Cleaning engine block

Discussion in 'Workshop Forum' started by andreav, May 7, 2019.

  1. andreav

    andreav True Classic

    Can you share opinions on how to clean engine block, water passages, I tried several times with blasting but require little preparation of prtoection all things where can go wrong... and once tried with sulfuric acid but again not ideal thing, messy and smells bad.
  2. NM850

    NM850 True Classic

    Albuquerque NM
    I take it to a machine shop to have hot tank dipped.
  3. fiatfactory

    fiatfactory Steve Cecchele

    Western Australia
    Andrea, google "Molasses rust removal"

    if you get a big 40 litre plastic tub with a snap on type lid, big enough to fit a whole engine block into... go to a local horse or livestock feed store and buy about 4 litres of molasses, it's the cheapest place to buy it. pour 4 litres of molasses into the tub and then mostly fill the tub the rest of the way with hot water. (ratio of roughly 10:1) and then put the rusty (I like to call it "seasoned") engine block into the tub and lock on the lid... leave it for maybe a couple of weeks.

    It's going to eat the aux shaft bearings... but it will clean the block down to virgin cast.

    It's quite a clever chemical reaction that takes place at a molecular level...

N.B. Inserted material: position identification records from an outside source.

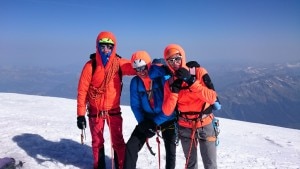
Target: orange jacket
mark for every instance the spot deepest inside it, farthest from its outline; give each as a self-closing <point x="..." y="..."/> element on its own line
<point x="191" y="99"/>
<point x="102" y="90"/>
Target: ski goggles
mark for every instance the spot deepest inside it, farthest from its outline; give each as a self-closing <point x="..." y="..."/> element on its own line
<point x="106" y="40"/>
<point x="176" y="59"/>
<point x="141" y="68"/>
<point x="172" y="52"/>
<point x="103" y="46"/>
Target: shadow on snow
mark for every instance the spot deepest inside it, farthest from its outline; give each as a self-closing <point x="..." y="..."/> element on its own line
<point x="66" y="151"/>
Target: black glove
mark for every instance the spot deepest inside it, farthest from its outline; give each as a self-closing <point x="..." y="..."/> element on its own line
<point x="81" y="122"/>
<point x="147" y="127"/>
<point x="191" y="64"/>
<point x="185" y="75"/>
<point x="176" y="86"/>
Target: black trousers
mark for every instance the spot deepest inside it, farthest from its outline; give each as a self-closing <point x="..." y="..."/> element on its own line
<point x="137" y="141"/>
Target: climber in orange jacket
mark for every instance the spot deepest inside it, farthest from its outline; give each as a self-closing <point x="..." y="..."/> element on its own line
<point x="99" y="92"/>
<point x="187" y="91"/>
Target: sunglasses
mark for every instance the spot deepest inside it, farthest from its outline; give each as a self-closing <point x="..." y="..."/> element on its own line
<point x="106" y="46"/>
<point x="175" y="59"/>
<point x="140" y="69"/>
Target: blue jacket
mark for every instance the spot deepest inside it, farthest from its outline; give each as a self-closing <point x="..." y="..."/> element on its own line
<point x="140" y="104"/>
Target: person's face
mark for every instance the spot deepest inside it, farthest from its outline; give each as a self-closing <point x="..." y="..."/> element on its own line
<point x="175" y="61"/>
<point x="105" y="48"/>
<point x="142" y="71"/>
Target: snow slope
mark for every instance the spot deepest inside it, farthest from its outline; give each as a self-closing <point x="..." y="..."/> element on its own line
<point x="42" y="132"/>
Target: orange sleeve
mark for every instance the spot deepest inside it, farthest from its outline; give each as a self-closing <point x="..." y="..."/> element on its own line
<point x="170" y="100"/>
<point x="126" y="67"/>
<point x="83" y="87"/>
<point x="207" y="95"/>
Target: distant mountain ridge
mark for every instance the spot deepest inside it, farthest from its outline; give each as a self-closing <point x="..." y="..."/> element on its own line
<point x="263" y="94"/>
<point x="268" y="95"/>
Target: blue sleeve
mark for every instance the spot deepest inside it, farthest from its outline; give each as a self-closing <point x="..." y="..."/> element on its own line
<point x="135" y="100"/>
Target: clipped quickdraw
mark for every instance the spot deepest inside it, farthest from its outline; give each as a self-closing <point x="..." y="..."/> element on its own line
<point x="149" y="147"/>
<point x="215" y="123"/>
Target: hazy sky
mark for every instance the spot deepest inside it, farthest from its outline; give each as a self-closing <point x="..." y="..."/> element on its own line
<point x="63" y="32"/>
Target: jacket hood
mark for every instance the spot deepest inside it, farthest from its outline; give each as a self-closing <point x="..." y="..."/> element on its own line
<point x="172" y="49"/>
<point x="140" y="58"/>
<point x="106" y="35"/>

    aarpcard and Frank L. Di Gioia like this.
  4. ianlawson

    ianlawson ian - NZ

    Heh, that's a neat "diplomatic" description, Steve!! ;)

    cheers, IanL - NZ
  5. andreav

    andreav True Classic

    Thank you guys on advices, but I think I will have problem over here to find shop who have hot tank for dipping, what I m sure is pretty good way for cleaning and/or molasses. Ok, some similar acids probably can be find, I will this days check what is available and will inform you here with progress, maybe good infos for someone will be....
  6. Ulix

    Ulix True Classic

    Stuttgart, Germany
    I used phosphoric acid in the cooling passages to remove rust. Bought through Amazon.
    I had the engine on an engine stand and filled it with diluted acid.
    After a while I rotated the engine and drained the acid in large pan, then flushed the block with water.
    (Edit: I also flushed it with baking soda solution to neutralize the acid)
    Not so messy.
    I you do this on a regular basis, you could immerse the whole block in a large tub of that stuff.
    Last edited: May 13, 2019
  7. Kevin B (Asheville NC)

    Kevin B (Asheville NC) Administrator Moderator

    Asheville, NC
    Is goal to get block clean, or internals clean? For internal passages, go with what Ulix recommends. For outside of block, siple green or purple power and a pressure washer witll strip the paint and grease stains off the block to ready it for repainting.
  8. Dan Sarandrea (Phila)

    Dan Sarandrea (Phila) Waitin' On Parts...

    Philadelphia, PA
    This product is meant to be used with the engine in the car and the cooling system operational:

    They have international distributors, the ones in Austria and Switzerland would be closest to you:
  9. Daniel Forest

    Daniel Forest True Classic


    Any experience with the product or just a "Google" search...?
    Dan Sarandrea (Phila) likes this.
  10. andreav

    andreav True Classic

    Important is internal cleaning of water section, engine block is now cleaned from outside and inside fully, which is not problem.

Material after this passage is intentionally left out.